Amorita Falcon lives in south suburban Lansing and doesn’t have a car, so her commute to work in Chicago can take as long as three hours, one way. She has three different combinations of buses, trains, and walking that can get her there. The slowest option is also the cheapest, costing $5 per day, but eating up her free time as she must wait for delayed buses in Chicago’s winter weather or run to make a connection because the next bus may not come for a long time. The fastest option, which still takes an hour, is also the most expensive at $16 per day.
When Amorita describes the transit situation near her home and her daily commute to work, she uses words like “inequitable,” “draining,” and “deserted.”

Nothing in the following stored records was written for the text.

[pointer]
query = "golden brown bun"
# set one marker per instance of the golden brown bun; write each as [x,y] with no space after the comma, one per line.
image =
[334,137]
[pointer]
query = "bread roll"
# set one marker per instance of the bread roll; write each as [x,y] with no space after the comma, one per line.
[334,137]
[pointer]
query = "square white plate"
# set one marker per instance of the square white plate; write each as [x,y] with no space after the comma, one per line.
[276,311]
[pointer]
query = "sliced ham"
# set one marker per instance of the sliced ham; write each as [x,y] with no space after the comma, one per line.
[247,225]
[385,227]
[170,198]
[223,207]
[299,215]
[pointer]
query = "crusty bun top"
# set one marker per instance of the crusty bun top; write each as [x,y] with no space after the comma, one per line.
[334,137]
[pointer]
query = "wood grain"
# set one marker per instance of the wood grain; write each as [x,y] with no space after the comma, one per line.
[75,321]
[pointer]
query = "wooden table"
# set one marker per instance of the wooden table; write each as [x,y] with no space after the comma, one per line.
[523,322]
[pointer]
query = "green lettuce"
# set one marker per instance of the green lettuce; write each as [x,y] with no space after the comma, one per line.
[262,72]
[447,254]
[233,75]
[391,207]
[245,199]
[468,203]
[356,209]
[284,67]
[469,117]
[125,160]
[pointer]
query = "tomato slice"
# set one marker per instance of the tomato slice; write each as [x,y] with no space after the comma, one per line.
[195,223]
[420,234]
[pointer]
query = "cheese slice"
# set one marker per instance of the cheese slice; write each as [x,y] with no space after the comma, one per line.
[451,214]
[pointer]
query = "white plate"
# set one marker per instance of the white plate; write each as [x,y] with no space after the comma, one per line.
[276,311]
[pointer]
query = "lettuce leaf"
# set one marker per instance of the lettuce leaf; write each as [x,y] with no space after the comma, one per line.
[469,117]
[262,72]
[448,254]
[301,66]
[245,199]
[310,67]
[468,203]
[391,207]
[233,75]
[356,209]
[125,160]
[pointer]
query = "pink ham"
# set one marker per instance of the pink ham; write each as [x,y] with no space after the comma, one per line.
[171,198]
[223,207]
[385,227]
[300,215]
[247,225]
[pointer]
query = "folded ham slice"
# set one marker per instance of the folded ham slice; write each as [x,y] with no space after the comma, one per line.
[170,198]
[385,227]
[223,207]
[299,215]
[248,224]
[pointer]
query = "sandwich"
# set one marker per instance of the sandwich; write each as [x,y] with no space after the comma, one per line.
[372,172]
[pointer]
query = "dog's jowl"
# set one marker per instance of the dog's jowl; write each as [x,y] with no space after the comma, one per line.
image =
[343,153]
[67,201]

“I’ve done a lot of cost-benefit analysis on all this,” said Amorita, who is a recent college graduate working at the Chicago Community Loan Fund. Her commute isn’t easy, but as she said, not everyone has the ability or desire to move closer to their job.
“That’s increased living expenses, that’s asking people to leave a network of family who might depend on them,” Amorita said. “Also if you don’t own a car, that probably means that you aren’t able to afford it and may not be able to afford to live closer to their job.” Amorita has a small group of commuters who she sees making the same long trek she makes every day.
She would like to see more frequent, reliable, and affordable options for people in parts of the region that are not currently well-served by the transit network. If the options were there, more people would ride, she said.
“It would be an incentive for those who do not have cars to use them. It would bring more commerce, more jobs,” she said.
And it would connect people in her community to those jobs. By 2050, Amorita said she hopes plans to lift up underserved communities have materialized.
“We need to lift these plans up off the paper and actually implement them because these communities have been overpromised for so long,” she said. “It’s equity, at the core.”